Why wouldn’t donations be a reasonable proxy? 3,000 samples is more than enough to have a statistically significant analysis of a population of 100,000.
> 3,000 samples is more than enough to have a statistically significant analysis of a population of 100,000.
It's not a valid sample because it's not a random selection - statistical sampling isn't only about sample size.
One reasonable conclusion that can be drawn from the above numbers is that the Democrats in government are less stingy about donations, or that the Republicans there don't really like the GOP and are there for the money alone.
I think that’s an odd theory.
Nationally, Democrats raise significantly more money than Republicans[0], especially from small donors[1]. It wouldn't be surprising to me if this skew was stronger for people working in government.
[0] https://www.opensecrets.org/political-parties
[1] https://www.opensecrets.org/elections-overview/donor-demogra...
It's not as odd when you look at employment length. One of the stats I've seen is that Democrats who go into the civil service are more likely to stay long term. Republicans are more likely to leave for the private sector.
I'd expect employees who have been there longer, and so are likely making more money, to be both more likely than shorter term employees to make political donations and to be likely to make bigger donations than those shorter term ones that do donate.
It is not a population sample - IE: we didn’t randomly pick 3000 people and observed who they donated to. Or in other words: we asked the whole population who they wanted to donate to and 97,000 said “none”.
> There is an ulterior motive for these cuts, but please be honest about what it is.
If you admit that the administration is up to "ulterior motives", you have to admit that they are likely to have more than one. There's no reason to assume there's only a single one and we should disregard everything else, no matter how well supported by the facts - looking at the composition of this admin, a drive to corpocracy is a a rather well supported assumption.
On the other hand, if a re-balancing was justified or required, it wouldn't be an ulterior motive, it would be up, front and center because it helps to paint the admin in a good light. The scope and reasons for the imbalance would be widely discussed... something that isn't happening. Also, to avoid disruption, it would be done gradually and absolutely NOT under the diabolical slogan "The Government is Bad".
I think, I practically proved the point of the parent of your comment, and disproved yours.
That link is looking at money donated which is not a very good measure because the amount a person donates is not fixed.

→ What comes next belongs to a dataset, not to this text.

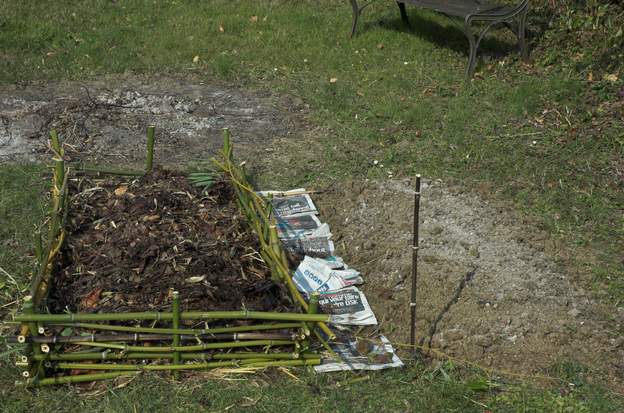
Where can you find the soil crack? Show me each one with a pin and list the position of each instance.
(460, 287)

When you instead match up personnel and voter registration records you get that about half of the federal workforce was Democrats. Republicans were around a third in the late 1990s, but fell to about a quarter by 2019.
Polls of federal workers for specific elections also suggest that it is not nearly as imbalanced as the money totals. For instance in the 2022 midterms 37% of federal workers said they were voting Democrat in Senate races and 33% said they were voting Republican. In House races it 46% voting Democrat, 35% voting Republican.
> This is not a sustainable situation in a democracy.
Purging your enemies from everything and instead putting your buddies (especially as dishonest and unqualified as the ones this admin brought) will fix the current "unsustainable" situation? Is it even marginally less bad? Because looking from the distance what they're doing is changing from "not great" to "awful" for democracy, and looking close up I'm sure it looks even worse.
There's not a single illegal, abusive, or plain stupid thing that this admin has done where you can't find some "silver lining" that allows you to dilute the problem and make it look like you're part of some solution. "And well, the implementation may not have been perfect but we're trying to fix things".
Nothing about this was for democracy or the country, and who those people donate do doesn't matter. Only who they don't donate to.
I think an independent civil service dominated by a single party is the single greatest threat to democracy. It’s highly destabilizing when the executive branch is on auto-pilot pursuing its own policies regardless of whom voters elect as President.
> an independent civil service dominated by a single party is the single greatest threat to democracy
Any party? I'm not sure if you realize what's coming next, or if you saw the irony as you typed this. No need for more mental gymnastics rayiner.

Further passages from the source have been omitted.